Fer: I've changed the bugzilla-test implementation. Please remove username/password arguments. Username should be part of the 'hash' that also holds product. The username should have something like: reporters -> email_address Currently the email address *must* exist. Also, please try to create bugs with invalid product, component, reporter, etc. It will give an error message back. This is more in line with the experimental patch from Bugzilla upstream, so hopefully these error messages & codes stay the same. Please also add to the hash: priority => 'High' bug_severity => 'critical' And perhaps ensure that the User-Agent specifies 'Bug-Buddy 2.16' or something like that. The method_call also changed to BugBuddy.createBug instead of Bugzilla.createBug. Oh, just looked, and I mean soup_xmlrpc_message_start_member above. I'll try and finish the server part this week.
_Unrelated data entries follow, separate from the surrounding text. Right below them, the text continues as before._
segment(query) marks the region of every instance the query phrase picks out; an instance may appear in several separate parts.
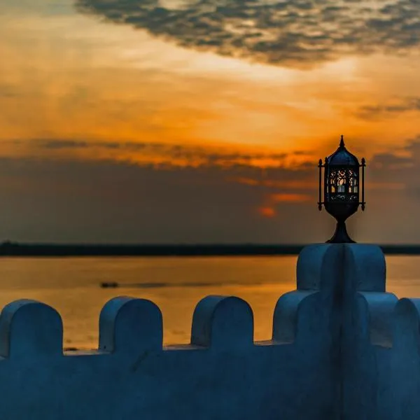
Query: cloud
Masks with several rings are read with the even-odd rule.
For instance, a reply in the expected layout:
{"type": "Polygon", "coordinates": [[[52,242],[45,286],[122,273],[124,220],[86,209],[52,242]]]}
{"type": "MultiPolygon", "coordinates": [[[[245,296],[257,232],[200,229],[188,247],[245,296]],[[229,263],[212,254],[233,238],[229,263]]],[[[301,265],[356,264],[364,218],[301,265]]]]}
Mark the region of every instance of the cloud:
{"type": "MultiPolygon", "coordinates": [[[[333,218],[317,210],[316,160],[265,169],[211,162],[176,167],[54,155],[0,158],[0,237],[302,243],[332,235],[333,218]]],[[[356,240],[419,241],[419,171],[420,136],[368,160],[366,211],[349,220],[356,240]]]]}
{"type": "Polygon", "coordinates": [[[360,108],[356,115],[366,120],[374,120],[402,112],[420,111],[420,98],[399,98],[397,101],[387,104],[367,105],[360,108]]]}
{"type": "MultiPolygon", "coordinates": [[[[299,167],[312,162],[309,153],[301,150],[290,153],[244,153],[222,148],[183,146],[154,142],[98,141],[65,139],[33,139],[28,140],[31,150],[38,150],[44,156],[62,156],[67,159],[74,156],[85,160],[115,160],[153,164],[156,167],[299,167]]],[[[21,146],[24,147],[25,142],[21,146]]]]}
{"type": "Polygon", "coordinates": [[[292,67],[420,43],[417,1],[76,0],[80,13],[189,48],[292,67]]]}

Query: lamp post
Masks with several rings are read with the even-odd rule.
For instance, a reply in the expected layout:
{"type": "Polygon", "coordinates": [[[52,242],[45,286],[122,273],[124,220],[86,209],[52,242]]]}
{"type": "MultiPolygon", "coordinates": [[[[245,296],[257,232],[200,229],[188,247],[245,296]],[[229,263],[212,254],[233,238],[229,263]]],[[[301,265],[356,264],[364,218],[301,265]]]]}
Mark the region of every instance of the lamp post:
{"type": "Polygon", "coordinates": [[[359,163],[358,158],[352,155],[344,146],[341,136],[338,148],[326,158],[324,164],[319,160],[319,200],[318,208],[326,210],[337,220],[335,232],[327,241],[331,244],[354,242],[347,233],[346,220],[356,213],[359,205],[365,210],[365,158],[359,163]],[[360,168],[362,168],[361,186],[359,183],[360,168]],[[322,168],[323,174],[323,202],[321,201],[322,168]],[[361,192],[362,201],[360,201],[361,192]]]}

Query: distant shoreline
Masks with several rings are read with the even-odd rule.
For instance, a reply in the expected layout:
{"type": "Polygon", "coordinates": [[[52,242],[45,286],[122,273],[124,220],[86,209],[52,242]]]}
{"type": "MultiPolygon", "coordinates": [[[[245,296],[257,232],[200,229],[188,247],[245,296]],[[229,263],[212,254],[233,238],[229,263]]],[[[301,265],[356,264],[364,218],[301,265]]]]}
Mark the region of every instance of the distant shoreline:
{"type": "MultiPolygon", "coordinates": [[[[0,257],[204,257],[296,255],[305,245],[0,244],[0,257]]],[[[386,255],[420,255],[419,245],[379,245],[386,255]]]]}

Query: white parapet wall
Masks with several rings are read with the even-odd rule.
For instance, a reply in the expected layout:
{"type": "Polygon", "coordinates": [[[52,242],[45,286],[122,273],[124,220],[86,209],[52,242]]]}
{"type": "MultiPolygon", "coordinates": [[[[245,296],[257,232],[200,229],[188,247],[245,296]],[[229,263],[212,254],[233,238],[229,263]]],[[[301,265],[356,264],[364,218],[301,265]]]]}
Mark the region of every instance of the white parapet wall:
{"type": "Polygon", "coordinates": [[[378,246],[304,248],[297,290],[253,341],[245,301],[208,296],[191,344],[162,346],[162,317],[118,297],[99,317],[98,349],[62,349],[62,323],[31,300],[0,315],[0,420],[417,420],[420,303],[385,292],[378,246]]]}

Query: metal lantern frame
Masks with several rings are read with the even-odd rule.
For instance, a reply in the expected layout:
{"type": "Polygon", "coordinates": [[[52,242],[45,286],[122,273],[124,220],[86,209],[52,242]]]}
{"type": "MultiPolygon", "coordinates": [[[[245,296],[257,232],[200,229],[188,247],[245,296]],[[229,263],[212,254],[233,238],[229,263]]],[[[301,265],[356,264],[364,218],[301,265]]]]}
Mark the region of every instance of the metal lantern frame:
{"type": "Polygon", "coordinates": [[[325,158],[323,164],[319,160],[319,198],[318,209],[322,210],[323,205],[326,211],[337,220],[335,232],[328,243],[354,242],[350,238],[346,228],[346,220],[356,213],[359,206],[365,210],[365,167],[364,158],[359,163],[358,158],[345,147],[343,136],[337,150],[325,158]],[[322,200],[323,173],[323,201],[322,200]],[[362,168],[361,183],[360,169],[362,168]],[[361,194],[362,200],[360,201],[361,194]]]}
Typo: s/reporters/reporter/
Oh, and I changed the URL, s/xmlrpc\.cgi/bugbuddy.cgi/
Fer: I'm going to commit the minimal changes to make the xmlrpc branch work with the server changes shortly. This is pretty easy and safe, so hope you do not object. Noticed one bug... my jhbuild is in Dutch... bug-buddy puts the translated app name in the summary of a bug. That is not what I want. However, that exceeds my limited C skills ;-) Also do not want the email address to be optional
After some grepping and some trial and error I've added the User-Agent to the request. Only a few issues left for the client: * no anonymous * remember email address * do not translate the app name For server: * create bgo account if email address does not exist
Quick update: Bug-Buddy XML-RPC branch now requires an email address and remembers it. The first time it will also try to fetch the email address from Evolution. Still have to do the account creation on the server. For the client also the error messages by the server need to be handled. Brent Smitten is working on this.
Bug-Buddy 2.15.0 for GNOME 2.15.3 has been released with XML-RPC support. Closing this bug. If there is a problem, file a new bugreport.